At 19 Elizabeth married, and soon thereafter she moved to her husband’s hometown of Springfield, where she often invited her two next-oldest sisters, Ann and Frances, to come for extended visits.

They were Mary’s rivals for attention and achievement, and they often banded together to put her in her place whenever disagreements erupted at home. Stifled within her strict stepmother’s household, Mary envied her sisters and ached to join them when they wrote home about the balls and parties they attended and the handsome young men they danced with.

Only after Ann and Frances married was it finally Mary’s turn to embark on her own romantic adventure. Her one regret about leaving Lexington was bidding farewell to her adored younger half-sister—pretty, lively Emilie, whose tenderness, loyalty, and appeals for harmony reminded the young women of the Todd family what sisterhood ought to be.

As the years passed and the sisters navigated their young marriages and bore children of their own, they turned to one another in times of joy and heartache, even when miles separated them, even when disagreements and petty jealousies threatened their bonds of love and family.

Q: The story is not told chronologically--did you write it in the order in which it appears, or did you focus more on one time period before turning to others?

A: I wrote the chapters in the order in which they appear.
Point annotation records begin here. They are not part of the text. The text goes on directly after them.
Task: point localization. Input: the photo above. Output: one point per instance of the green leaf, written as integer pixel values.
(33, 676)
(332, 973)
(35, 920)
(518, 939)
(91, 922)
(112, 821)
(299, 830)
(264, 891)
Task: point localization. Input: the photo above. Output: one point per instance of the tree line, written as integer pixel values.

There are essentially two parallel timelines: the present, which runs from 1875 to 1882; and the past, which runs from 1825 to 1875. The two timelines converge on the fateful day when Mary attempts to take her own life.

Q: What do you hope readers take away from the book?

A: Despite the volumes of historical and psychological research devoted to Mary Lincoln, she remains an enigma. She was the first wife of a U.S. president to be called First Lady, and she was then and remains to this day one of the most controversial.

Regrettably, descriptions of her tend to fall into the extremes of caricature: She is either portrayed as an unstable, shrill, vicious, corrupt shrew who made President Lincoln utterly miserable, or as a devoted wife, loving mother, and brilliant political strategist whose reputation was savaged by biased male historians.

Her sisters were able to observe Mary closely in moments of triumph as well as tragedy, and so they knew her as a real woman, full of flaws and virtues and surprises like any other.

Since they are my narrators, the Mary Lincoln that readers meet in Mrs. Lincoln’s Sisters is this far more nuanced woman, shaped according to their perceptions and biases.

Q: What are you working on now?

A: I’m working on a historical novel about the woman’s suffrage movement in the early 20th century United States. The story is told from the perspective of three different activists: Alice Paul, Ida B. Wells, and Maud Malone.

Q: Anything else we should know?

A: The Todd sisters’ fortunes were forever bound to their husband’s choices, and inevitably, the conflict that divided a nation strained—and sometimes shattered—the bonds of family.

As one state after another seceded, the sisters found themselves allied with some siblings and unexpectedly opposed to others.

Mary’s staunchly Unionist and abolitionist beliefs were well known to her close friends and family, but were constantly scrutinized and condemned by everyone else.

Northerners questioned her loyalties since she had been raised in a slaveholding family and her brothers fought for the rebellion, while Southerners condemned her for renouncing her southern heritage.

With the family so fractured, as the war churned on, the sisters knew it was bound to end in tragedy for some—and therefore unhappily for all, for none of them could be truly happy while a sister suffered.